Four functions are known in the MLE subgroup: cycloisomerization (MLE), dehydration (o‑succinylbenzoate synthase, OSBS), epimerization (L‑Ala-D/L‑Glu epimerase, AEE) and racemization (N‑succinylamino acid racemase, NSAR) (Figure EN3, red box). Nine functions are known in the MR subgroup: racemization by MR and dehydration by seven families of acid sugar dehydratases in bacterial carbohydrate catabolism (Figure EN3, blue box). While only ~15% of MLE members have unknown functions largely due to integrated bioinformatic-computational-crystallographic efforts, ~65% of the MR members have unknown functions reflecting the challenge in correctly predicting the identity of carbohydrate substrates with multiple chiral centered.
With many members of unknown function and the number expanding as additional microbial genomes are sequenced, the EN superfamily represents a well-established system for continued development of an integrated sequence/structure-based strategy for functional assignment. Although the initial Program Project effort (P01 GM071790) provided considerable success indicating this method is viable as a general strategy, many difficulties were experienced which must be addressed by the EFI. These include poor docking templates due to disordered regions in crystal structures and incorrect substrate predictions due to model inaccuracy and/or incomplete in silico libraries. Extensive collaboration with the Structure, Computation, and Protein Cores aims to met these challenges head-on by development of new methods for obtaining and utilizing quality docking templates. Additionally, although some functions/substrate specificities were correctly predicted (i.e. several novel dipeptide epimerases), the metabolic context remains ambiguous due to unknown physiology. Collaboration with the Microbiology Core on a select number of cases will provide in vitro context for in vivo assigned functions.

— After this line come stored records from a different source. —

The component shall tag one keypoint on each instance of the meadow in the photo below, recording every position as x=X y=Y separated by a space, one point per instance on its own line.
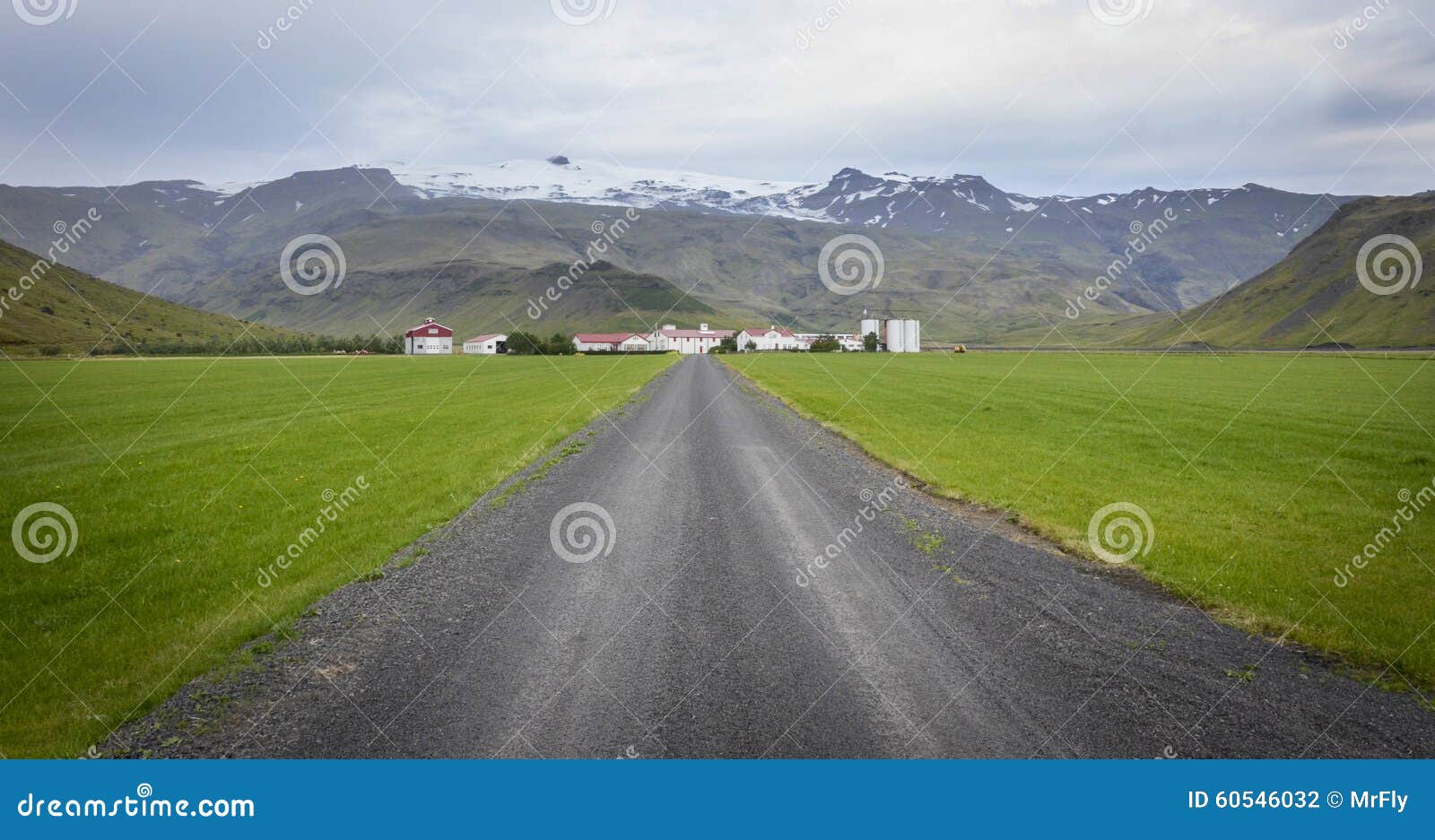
x=213 y=499
x=1266 y=478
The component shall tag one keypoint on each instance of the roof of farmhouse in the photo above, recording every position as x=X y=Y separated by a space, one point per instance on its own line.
x=698 y=333
x=427 y=325
x=606 y=337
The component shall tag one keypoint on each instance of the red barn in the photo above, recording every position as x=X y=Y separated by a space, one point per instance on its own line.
x=428 y=339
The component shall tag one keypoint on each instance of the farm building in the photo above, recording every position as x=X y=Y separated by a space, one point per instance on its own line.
x=771 y=339
x=689 y=342
x=847 y=342
x=610 y=342
x=428 y=339
x=487 y=344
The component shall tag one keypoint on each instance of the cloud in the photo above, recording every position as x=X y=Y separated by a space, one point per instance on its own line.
x=1038 y=95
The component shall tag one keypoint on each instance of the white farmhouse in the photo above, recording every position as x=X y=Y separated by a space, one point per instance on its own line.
x=689 y=342
x=428 y=339
x=487 y=344
x=847 y=342
x=610 y=342
x=770 y=339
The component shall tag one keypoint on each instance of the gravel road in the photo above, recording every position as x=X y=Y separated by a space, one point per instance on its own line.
x=703 y=627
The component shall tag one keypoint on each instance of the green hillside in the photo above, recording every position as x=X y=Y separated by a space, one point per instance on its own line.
x=68 y=311
x=1313 y=297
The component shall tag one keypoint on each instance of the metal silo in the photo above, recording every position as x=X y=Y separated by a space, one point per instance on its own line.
x=870 y=325
x=896 y=342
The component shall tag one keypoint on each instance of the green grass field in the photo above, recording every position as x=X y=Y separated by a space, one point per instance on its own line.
x=219 y=466
x=1263 y=475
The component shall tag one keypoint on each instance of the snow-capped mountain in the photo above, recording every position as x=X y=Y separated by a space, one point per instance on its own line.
x=559 y=178
x=896 y=201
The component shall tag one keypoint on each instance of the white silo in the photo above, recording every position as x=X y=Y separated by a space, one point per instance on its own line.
x=894 y=335
x=870 y=325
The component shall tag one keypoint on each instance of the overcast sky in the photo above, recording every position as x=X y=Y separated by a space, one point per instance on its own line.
x=1039 y=96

- Evolution of enzymatic activities in the enolase superfamily: functional assignment of unknown proteins in Bacillus subtilis and Escherichia coli as L-Ala-D/L-Glu epimerases. Schmidt DM, Hubbard BK, Gerlt JA. (2001) Biochemistry 40,15707-15.

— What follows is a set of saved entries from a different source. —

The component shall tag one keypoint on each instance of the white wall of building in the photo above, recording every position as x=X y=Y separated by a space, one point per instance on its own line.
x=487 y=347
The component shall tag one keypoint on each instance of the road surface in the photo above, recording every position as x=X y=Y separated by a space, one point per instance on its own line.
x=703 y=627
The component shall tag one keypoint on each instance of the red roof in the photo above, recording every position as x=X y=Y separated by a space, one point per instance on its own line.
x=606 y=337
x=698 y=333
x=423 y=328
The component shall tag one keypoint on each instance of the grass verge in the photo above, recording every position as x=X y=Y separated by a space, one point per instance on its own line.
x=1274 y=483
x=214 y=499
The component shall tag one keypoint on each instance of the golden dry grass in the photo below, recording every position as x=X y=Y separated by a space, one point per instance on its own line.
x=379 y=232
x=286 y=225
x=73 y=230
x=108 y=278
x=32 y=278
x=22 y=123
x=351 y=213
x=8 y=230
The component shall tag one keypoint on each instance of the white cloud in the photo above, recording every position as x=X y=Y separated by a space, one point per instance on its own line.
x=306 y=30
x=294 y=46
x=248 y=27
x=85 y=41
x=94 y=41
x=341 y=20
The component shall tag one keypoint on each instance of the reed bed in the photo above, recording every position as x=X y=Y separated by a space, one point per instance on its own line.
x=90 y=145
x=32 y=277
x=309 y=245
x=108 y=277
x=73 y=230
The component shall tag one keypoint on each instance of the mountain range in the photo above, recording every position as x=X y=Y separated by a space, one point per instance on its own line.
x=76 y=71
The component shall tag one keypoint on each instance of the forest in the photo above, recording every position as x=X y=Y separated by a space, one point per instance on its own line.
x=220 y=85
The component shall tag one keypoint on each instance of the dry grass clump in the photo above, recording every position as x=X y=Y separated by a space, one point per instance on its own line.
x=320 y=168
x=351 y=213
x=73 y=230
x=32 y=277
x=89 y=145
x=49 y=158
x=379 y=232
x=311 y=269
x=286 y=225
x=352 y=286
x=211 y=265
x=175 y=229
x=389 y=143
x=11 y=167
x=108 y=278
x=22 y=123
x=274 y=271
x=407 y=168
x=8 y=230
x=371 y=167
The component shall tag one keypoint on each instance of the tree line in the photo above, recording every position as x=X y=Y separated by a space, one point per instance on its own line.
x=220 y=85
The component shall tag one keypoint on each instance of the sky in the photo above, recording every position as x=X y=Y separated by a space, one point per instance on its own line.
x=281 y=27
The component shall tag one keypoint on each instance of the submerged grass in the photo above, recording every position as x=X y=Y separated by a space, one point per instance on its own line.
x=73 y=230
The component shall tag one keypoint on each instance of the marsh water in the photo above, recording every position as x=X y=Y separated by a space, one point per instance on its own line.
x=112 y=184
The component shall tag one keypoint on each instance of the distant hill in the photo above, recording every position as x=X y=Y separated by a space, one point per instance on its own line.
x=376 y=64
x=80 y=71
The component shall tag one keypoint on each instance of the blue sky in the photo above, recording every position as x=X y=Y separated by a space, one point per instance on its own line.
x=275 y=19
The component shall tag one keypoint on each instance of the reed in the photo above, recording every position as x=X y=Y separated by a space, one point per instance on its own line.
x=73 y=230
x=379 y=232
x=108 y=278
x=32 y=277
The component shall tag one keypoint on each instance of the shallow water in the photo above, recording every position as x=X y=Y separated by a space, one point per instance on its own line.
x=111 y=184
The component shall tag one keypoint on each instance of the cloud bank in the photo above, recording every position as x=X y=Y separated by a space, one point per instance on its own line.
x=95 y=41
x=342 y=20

- Divergent evolution in the enolase superfamily: the interplay of mechanism and specificity. Gerlt JA, Babbitt PC, Rayment I. (2005) Arch Biochem Biophys 433, 59-70.
- Prediction and assignment of function for a divergent N-succinyl amino acid racemase. Song L, Kalyanaraman C, Fedorov AA, Fedorov EV, Glasner ME, Brown S, Imker HJ, Babbitt PC, Almo SC, Jacobson MP, Gerlt JA. (2007) Nat Chem Biol 3, 486-91.

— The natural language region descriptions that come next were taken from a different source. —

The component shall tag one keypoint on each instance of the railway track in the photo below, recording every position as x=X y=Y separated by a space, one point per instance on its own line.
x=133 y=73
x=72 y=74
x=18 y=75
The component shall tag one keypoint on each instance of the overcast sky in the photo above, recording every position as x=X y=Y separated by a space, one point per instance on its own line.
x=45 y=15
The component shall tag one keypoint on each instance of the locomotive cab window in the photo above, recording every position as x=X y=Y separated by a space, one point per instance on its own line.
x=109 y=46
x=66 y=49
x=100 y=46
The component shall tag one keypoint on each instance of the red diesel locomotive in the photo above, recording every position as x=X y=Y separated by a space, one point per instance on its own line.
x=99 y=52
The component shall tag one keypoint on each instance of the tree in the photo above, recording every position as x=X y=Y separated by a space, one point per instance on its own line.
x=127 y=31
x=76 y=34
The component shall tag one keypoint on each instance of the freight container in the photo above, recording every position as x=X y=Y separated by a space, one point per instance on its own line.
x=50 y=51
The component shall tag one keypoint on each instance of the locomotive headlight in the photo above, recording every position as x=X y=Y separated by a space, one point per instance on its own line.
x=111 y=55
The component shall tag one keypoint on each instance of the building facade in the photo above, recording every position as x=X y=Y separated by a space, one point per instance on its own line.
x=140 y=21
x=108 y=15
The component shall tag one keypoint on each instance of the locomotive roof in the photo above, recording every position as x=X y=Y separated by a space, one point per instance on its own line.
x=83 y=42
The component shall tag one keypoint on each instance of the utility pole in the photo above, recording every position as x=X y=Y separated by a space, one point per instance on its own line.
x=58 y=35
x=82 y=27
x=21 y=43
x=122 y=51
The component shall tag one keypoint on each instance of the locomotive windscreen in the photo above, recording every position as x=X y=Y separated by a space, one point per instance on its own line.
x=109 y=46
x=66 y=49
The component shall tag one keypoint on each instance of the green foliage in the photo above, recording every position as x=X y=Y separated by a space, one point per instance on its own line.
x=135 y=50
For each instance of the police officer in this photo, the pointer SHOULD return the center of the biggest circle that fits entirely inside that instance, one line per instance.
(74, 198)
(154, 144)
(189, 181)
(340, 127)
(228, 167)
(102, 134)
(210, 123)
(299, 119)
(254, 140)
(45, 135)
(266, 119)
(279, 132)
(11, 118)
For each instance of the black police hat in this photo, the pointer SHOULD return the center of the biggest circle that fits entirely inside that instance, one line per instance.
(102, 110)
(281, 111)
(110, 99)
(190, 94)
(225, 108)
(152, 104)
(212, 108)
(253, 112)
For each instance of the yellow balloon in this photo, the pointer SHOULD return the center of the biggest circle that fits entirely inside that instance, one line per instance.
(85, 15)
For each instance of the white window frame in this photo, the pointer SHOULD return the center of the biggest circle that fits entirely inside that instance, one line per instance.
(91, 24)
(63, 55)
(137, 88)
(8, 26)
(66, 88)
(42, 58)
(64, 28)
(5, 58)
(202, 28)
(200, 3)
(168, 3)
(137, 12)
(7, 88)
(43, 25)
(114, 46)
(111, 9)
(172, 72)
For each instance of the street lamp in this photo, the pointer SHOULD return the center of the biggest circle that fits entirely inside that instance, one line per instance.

- Computation-facilitated assignment of the function in the enolase superfamily: a regiochemically distinct galactarate dehydratase from Oceanobacillus iheyensis. Rakus JF, Kalyanaraman C, Fedorov AA, Fedorov EV, Mills-Groninger FP, Toro R, Bonanno J, Bain K, Sauder JM, Burley SK, Almo SC, Jacobson MP, Gerlt JA. (2009) Biochemistry 48, 11546-58.